[tor-relays] Flooding of unbound via resolve attempts

GeKo · March 10, 2022, 8:33am

Hello!

As you might know we are doing regular (at the moment weekly) scans of exit nodes to find and help with misconfigurations or errors that have potentially serious effects for Tor network usability and performance. The results we got so far after over a year of scanning are roughly single digit numbers of exit relays per week having mostly DNS configuration issues (unbound crashed etc.)

However, this week we suddenly found almost 80 exit relays with malfunctioning DNS resolution[1] which was surprising. Additionally, after some of the servers got fixed the issue returned. DrWhax (thanks!) pointed us to a possible explanation twittered by the unredacted folks:

https://twitter.com/unredacted_org/status/1501458345219215363

It seems that someone (intentionally or not) is overwhelming unbound leading to DNS resolution issues for those exit operators that do run this local resolver, which we currently recommend.

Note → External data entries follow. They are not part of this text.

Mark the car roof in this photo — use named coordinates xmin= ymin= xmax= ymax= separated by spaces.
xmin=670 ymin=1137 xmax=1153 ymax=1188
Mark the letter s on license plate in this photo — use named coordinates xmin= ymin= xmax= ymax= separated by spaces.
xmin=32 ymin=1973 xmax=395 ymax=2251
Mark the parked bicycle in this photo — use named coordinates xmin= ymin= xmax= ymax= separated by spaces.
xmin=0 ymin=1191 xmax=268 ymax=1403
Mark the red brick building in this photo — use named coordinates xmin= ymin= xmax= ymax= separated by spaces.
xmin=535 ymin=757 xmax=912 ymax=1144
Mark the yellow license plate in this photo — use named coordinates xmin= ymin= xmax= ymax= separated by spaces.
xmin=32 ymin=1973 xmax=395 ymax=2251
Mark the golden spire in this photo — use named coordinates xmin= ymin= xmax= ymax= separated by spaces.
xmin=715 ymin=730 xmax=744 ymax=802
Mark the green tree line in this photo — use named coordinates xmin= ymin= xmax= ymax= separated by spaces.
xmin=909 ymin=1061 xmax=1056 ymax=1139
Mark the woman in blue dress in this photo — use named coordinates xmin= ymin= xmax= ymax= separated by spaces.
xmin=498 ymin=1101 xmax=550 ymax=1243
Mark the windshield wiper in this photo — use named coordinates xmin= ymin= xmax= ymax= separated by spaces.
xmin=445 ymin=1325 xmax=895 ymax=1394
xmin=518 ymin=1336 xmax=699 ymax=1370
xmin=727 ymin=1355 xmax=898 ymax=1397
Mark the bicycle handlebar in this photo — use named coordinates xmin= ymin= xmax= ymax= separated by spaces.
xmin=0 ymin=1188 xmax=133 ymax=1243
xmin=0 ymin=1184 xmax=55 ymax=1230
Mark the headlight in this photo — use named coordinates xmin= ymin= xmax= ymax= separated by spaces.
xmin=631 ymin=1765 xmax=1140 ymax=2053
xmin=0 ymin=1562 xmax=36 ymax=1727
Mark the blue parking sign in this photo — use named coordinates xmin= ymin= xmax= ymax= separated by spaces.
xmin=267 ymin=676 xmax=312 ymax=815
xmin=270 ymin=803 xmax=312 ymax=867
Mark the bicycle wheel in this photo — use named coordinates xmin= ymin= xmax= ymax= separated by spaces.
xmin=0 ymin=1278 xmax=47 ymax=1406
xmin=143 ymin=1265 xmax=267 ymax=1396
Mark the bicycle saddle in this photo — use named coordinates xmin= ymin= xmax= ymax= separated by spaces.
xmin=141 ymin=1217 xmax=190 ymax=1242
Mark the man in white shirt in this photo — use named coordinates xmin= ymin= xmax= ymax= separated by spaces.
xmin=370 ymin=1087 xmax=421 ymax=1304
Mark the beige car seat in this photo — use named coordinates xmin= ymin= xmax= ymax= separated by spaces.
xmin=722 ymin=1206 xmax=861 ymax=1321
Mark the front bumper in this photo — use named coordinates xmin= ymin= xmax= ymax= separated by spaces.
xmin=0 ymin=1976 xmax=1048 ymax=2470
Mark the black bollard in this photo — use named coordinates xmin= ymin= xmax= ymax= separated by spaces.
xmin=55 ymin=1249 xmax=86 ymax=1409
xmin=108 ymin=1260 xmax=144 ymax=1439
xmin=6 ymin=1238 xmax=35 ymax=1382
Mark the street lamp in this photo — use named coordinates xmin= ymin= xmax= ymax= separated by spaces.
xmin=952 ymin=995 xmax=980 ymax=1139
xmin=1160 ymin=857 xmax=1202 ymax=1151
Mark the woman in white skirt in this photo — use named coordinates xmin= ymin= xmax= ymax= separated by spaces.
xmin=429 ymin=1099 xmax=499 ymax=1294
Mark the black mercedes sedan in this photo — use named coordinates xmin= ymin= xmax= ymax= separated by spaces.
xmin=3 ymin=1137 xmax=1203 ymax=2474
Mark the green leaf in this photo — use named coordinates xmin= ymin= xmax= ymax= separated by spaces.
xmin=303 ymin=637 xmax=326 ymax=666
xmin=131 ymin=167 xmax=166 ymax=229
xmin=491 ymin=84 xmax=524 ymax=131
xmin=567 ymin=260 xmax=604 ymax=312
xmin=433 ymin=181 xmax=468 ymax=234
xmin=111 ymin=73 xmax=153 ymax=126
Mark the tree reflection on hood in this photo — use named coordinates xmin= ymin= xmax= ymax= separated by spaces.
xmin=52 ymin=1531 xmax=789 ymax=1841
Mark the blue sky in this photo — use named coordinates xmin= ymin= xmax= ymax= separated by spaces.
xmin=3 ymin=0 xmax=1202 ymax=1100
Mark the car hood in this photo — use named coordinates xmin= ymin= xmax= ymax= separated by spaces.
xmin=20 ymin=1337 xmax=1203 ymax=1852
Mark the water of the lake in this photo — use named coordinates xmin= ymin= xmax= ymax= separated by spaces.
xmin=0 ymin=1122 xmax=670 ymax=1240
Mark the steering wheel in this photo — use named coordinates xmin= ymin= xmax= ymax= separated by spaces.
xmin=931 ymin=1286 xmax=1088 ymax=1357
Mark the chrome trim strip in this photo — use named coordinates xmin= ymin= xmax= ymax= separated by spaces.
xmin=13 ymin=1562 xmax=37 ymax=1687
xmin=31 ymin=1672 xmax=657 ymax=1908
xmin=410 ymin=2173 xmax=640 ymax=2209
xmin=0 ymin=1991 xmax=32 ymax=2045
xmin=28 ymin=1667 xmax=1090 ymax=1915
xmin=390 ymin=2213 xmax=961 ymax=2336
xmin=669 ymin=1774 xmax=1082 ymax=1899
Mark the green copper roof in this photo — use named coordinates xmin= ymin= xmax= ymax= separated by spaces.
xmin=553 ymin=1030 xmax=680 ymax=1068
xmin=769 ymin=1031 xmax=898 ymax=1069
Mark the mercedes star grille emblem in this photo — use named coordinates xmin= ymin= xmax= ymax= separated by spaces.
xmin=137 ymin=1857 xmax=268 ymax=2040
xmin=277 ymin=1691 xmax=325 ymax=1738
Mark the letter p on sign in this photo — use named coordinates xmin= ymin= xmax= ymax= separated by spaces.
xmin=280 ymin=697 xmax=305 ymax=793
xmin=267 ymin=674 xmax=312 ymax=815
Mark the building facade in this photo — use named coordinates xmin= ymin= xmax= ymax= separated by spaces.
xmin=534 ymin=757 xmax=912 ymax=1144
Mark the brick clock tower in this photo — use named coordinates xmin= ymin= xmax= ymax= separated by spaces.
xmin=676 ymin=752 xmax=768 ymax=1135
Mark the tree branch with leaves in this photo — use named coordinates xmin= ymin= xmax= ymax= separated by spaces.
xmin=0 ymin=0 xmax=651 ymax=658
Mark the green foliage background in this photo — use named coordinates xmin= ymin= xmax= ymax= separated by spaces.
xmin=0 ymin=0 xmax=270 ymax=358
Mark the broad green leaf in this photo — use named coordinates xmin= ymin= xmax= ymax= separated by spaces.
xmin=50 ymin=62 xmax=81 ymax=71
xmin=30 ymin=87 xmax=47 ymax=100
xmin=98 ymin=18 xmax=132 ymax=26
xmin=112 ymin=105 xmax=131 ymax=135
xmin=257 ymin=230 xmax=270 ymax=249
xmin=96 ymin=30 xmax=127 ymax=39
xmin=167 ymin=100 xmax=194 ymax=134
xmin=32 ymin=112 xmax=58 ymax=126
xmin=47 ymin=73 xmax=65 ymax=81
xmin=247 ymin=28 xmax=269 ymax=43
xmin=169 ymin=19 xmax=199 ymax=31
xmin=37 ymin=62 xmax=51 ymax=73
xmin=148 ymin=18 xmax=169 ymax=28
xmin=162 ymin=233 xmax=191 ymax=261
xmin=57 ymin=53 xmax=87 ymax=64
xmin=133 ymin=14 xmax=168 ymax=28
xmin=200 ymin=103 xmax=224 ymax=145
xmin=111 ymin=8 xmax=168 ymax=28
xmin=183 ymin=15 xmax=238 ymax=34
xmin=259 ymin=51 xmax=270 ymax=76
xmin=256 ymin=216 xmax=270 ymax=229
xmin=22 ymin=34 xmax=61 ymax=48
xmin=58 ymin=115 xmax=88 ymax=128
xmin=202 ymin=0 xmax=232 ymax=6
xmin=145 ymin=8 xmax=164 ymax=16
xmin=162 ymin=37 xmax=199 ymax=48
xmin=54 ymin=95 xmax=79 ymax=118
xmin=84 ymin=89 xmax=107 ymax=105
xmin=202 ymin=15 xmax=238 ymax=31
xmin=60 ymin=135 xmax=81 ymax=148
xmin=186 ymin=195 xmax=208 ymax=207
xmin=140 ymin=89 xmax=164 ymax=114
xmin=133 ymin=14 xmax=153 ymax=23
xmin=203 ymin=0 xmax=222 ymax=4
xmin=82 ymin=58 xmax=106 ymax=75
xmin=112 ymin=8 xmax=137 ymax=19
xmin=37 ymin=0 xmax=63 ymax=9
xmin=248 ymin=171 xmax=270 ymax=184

We've opened a ticket[2] for further investigation, but I hope this email raises some awareness so that exit operators can keep and eye on the situation.

Feel free to add insights you have to the ticket. Additionally, I bet if someone would share how they do monitoring for such a problem on their exits then a lot of exit operators would be happily picking up that setup and the Tor network would win.

Thanks,
Georg

[1] New round of contacting operators for DNS issues and badexiting problematic relays (03/07/2022) (#197) · Issues · The Tor Project / Network Health / Team · GitLab
[2] Flood of resolve attempts overwhelms unbound on relays (#30) · Issues · The Tor Project / Network Health / Analysis · GitLab

Andreas_Kempe · March 10, 2022, 10:48pm

Hello!

As you might know we are doing regular (at the moment weekly) scans of
exit nodes to find and help with misconfigurations or errors that have
potentially serious effects for Tor network usability and performance.
The results we got so far after over a year of scanning are roughly
single digit numbers of exit relays per week having mostly DNS
configuration issues (unbound crashed etc.)

However, this week we suddenly found almost 80 exit relays with
malfunctioning DNS resolution[1] which was surprising. Additionally,
after some of the servers got fixed the issue returned. DrWhax (thanks!)
pointed us to a possible explanation twittered by the unredacted folks:

https://twitter.com/unredacted_org/status/1501458345219215363

It seems that someone (intentionally or not) is overwhelming unbound
leading to DNS resolution issues for those exit operators that do run
this local resolver, which we currently recommend.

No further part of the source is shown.